# OCR on packaging using Google Vison API - can we extract ingredients or nutritional information? 

Initial exploratory work using the Google Vision API - text detection and document detection. 
- Attempted to use the text and document detection functionality out of the box but it proved to be imperfect. 
- Experimented with weather paragraph or block detection works better using the document detection API. 
- Tests on whole package images and on photos of just the ingredients for the Open Food Facts db. 
- Simple flow (WIP) to extract the list of ingredients. 
- Various issues encountered and possible solutions documented in the notes file. 


In [16]:
import io
import os
import cv2 as cv
import numpy as np

# Imports the Google Cloud client library
from google.cloud import vision
from google.cloud.vision import types

from enum import Enum
from PIL import Image, ImageDraw
import matplotlib.pyplot as plt 
%matplotlib inline

# Instantiates a client
client = vision.ImageAnnotatorClient()

Use some test images: Those in the 'test_images/whole' folder contain photos of the whole side of the packaging and those in 'test_images/partial' contain just the part we're interested, i.e. just ingredients or just nutrition etc. 

In [2]:
tests_whole = {}
for img in os.listdir('test_images/whole'):
    tests_whole[img.split('.')[0]] = os.path.join('test_images/whole', img)

tests_partial = {}
for img in os.listdir('test_images/partial'):
    tests_partial[img.split('.')[0]] = os.path.join('test_images/partial', img)

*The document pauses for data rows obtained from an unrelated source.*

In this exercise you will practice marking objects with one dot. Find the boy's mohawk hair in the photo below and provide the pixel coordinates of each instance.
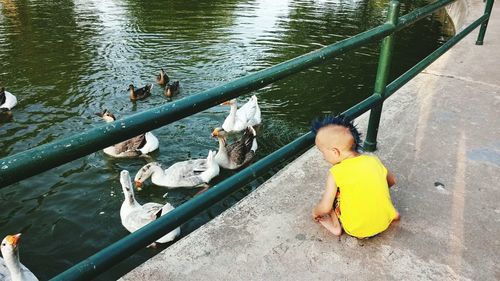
(339, 120)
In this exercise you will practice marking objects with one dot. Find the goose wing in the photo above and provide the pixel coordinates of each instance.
(247, 111)
(186, 173)
(132, 144)
(5, 273)
(139, 217)
(238, 150)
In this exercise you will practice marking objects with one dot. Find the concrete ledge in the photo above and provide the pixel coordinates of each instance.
(439, 135)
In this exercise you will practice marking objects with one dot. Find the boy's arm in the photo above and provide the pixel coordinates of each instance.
(325, 205)
(391, 179)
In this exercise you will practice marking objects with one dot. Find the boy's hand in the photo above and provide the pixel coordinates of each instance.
(316, 215)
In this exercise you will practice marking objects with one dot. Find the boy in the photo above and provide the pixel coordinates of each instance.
(357, 186)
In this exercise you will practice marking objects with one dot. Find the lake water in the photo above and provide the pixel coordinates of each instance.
(66, 60)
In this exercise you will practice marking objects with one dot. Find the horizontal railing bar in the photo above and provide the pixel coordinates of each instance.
(34, 161)
(362, 107)
(420, 13)
(412, 72)
(123, 248)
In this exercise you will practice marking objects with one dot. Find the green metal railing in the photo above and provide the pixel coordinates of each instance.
(26, 164)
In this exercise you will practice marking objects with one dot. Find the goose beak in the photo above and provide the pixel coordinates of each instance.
(138, 185)
(14, 239)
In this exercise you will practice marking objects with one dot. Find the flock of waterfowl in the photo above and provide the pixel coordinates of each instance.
(189, 173)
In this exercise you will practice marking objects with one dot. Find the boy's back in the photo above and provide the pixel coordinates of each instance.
(365, 203)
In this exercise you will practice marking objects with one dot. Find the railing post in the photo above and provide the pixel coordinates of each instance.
(482, 31)
(384, 64)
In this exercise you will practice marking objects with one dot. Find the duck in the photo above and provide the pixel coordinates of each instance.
(10, 266)
(172, 89)
(141, 93)
(7, 100)
(134, 215)
(162, 78)
(239, 119)
(237, 154)
(190, 173)
(136, 146)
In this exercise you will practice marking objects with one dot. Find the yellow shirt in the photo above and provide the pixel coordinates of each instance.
(365, 203)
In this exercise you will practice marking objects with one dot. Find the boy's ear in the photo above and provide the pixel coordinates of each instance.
(335, 150)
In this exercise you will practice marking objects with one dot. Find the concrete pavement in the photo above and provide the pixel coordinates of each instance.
(440, 134)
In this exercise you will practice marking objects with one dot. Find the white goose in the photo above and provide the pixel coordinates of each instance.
(240, 119)
(190, 173)
(136, 146)
(134, 215)
(7, 100)
(10, 267)
(237, 154)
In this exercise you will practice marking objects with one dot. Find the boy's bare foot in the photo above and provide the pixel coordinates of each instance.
(331, 225)
(398, 217)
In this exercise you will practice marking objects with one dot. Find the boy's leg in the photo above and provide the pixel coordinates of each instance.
(331, 223)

## Attempt 1: Google text detection API 
- Using this example: https://cloud.google.com/vision/docs/detecting-text#vision-text-detection-python
- Not very useful in this case as it simply spits out all the text. In the case of multiple columns or text boxes etc. it doesn't group the text correctly but reads it horizontally. Note that the same propblem happens with the document detection API, too (see below). 

In [3]:
def detect_text(path):
    """Detects text in the file."""
    from google.cloud import vision
    client = vision.ImageAnnotatorClient()

    with io.open(path, 'rb') as image_file:
        content = image_file.read()

    image = vision.types.Image(content=content)

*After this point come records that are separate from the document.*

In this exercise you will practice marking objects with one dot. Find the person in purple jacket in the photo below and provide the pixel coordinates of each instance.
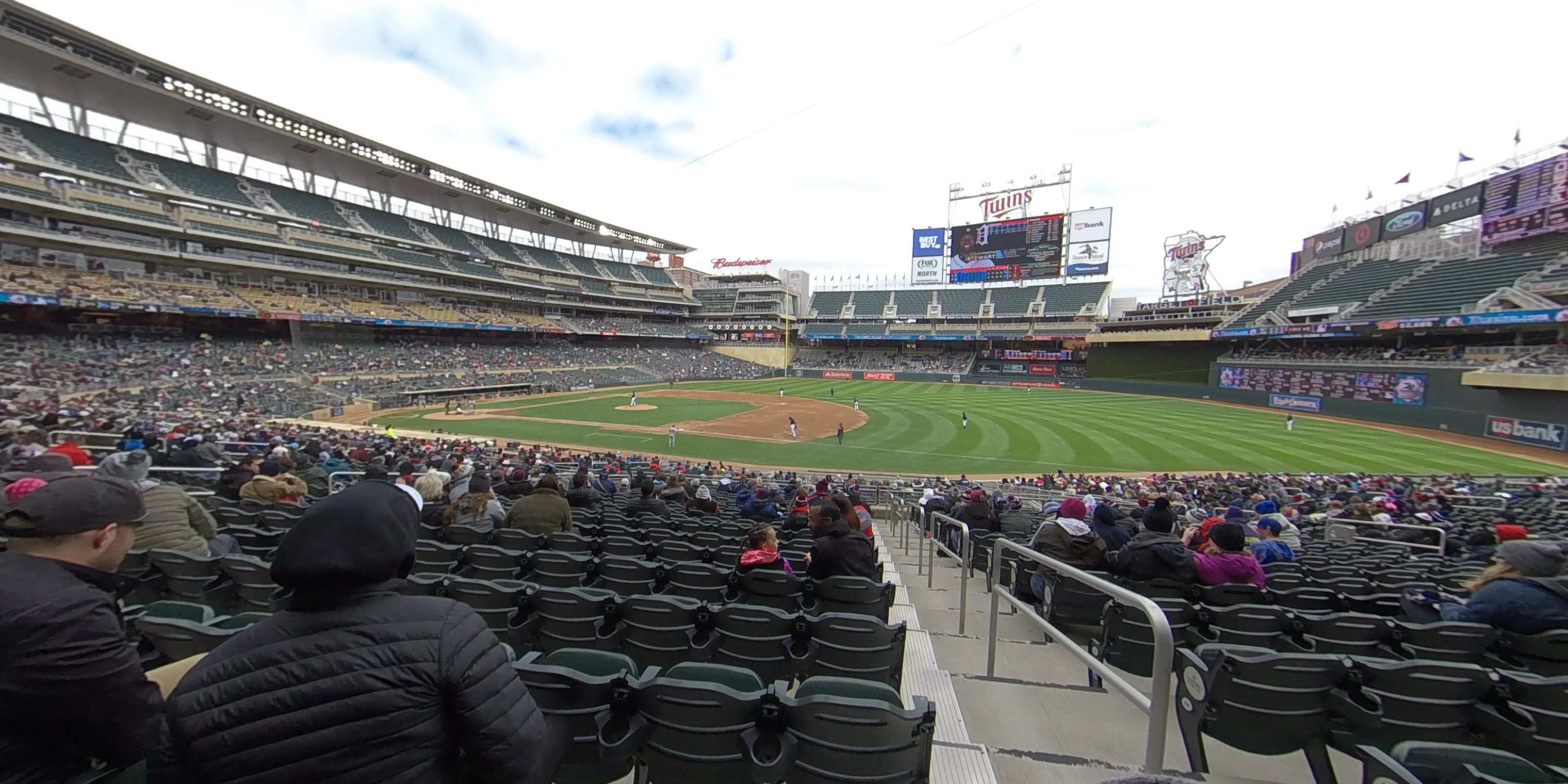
(1225, 557)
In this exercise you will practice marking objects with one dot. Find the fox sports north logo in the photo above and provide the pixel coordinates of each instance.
(1404, 222)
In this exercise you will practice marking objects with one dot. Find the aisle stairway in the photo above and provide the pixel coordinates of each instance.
(1039, 720)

    response = client.text_detection(image=image)
    texts = response.text_annotations
    print('Texts:')

    for text in texts:
        print('\n"{}"'.format(text.description))

        vertices = (['({},{})'.format(vertex.x, vertex.y)
                    for vertex in text.bounding_poly.vertices])

        print('bounds: {}'.format(','.join(vertices)))

In [10]:
# test with examples to get a feel for the output
detect_text(tests_whole['test_2'])

Texts:

"200
f an honds, Brazil nuts, cashews and wairu's
EGAN
or best before end: see ba
Store in a cool dry place. Once
tain freshness
Great for all ofu
|
Source of Protein: Protek
the growth and mai
muscle mass.
as part of a
for best betoilypla
Enjowced diet and a
Great to know
utrition
values per 100g per 30g
Iladul RI
serving Der 300
Not Yet Recycled
2665 799
We're sure you't love this
product. li you don't,simpl
return for afull refund
Or, call our careline 080522
Your statutory rights are not affected
Produce of more than one county
Packed in the UK for Sainsbus
Supermarkets Ltd, London ECIYCH
Packaged in a protectiveamaphee
8100
193
644
ukcal
170
Try me!
70
24
mono-tantes 240g 72g
olyunsatuas 219g 6.6g
20g
1% 260g
196
ich su
16 90g
bre
1.99
6.3q
01g
Reference Intakes of an aeage adult (8400kJ72000kcal)
ingredients. Almonds (25 %), Brazil Nuts (25%),
ew Nut (2590), Walnut Halves (25%).
otein
13%
50g
Want to find out more?
sainsburus.co.uk
0518
1060768
llergy
advice For allergens

## Attempt 2: Google document detection API 
- Using (and modifying) this example: https://cloud.google.com/vision/docs/fulltext-annotations
- This doesn't work very well when the layout is with multiple columns (see notes above). 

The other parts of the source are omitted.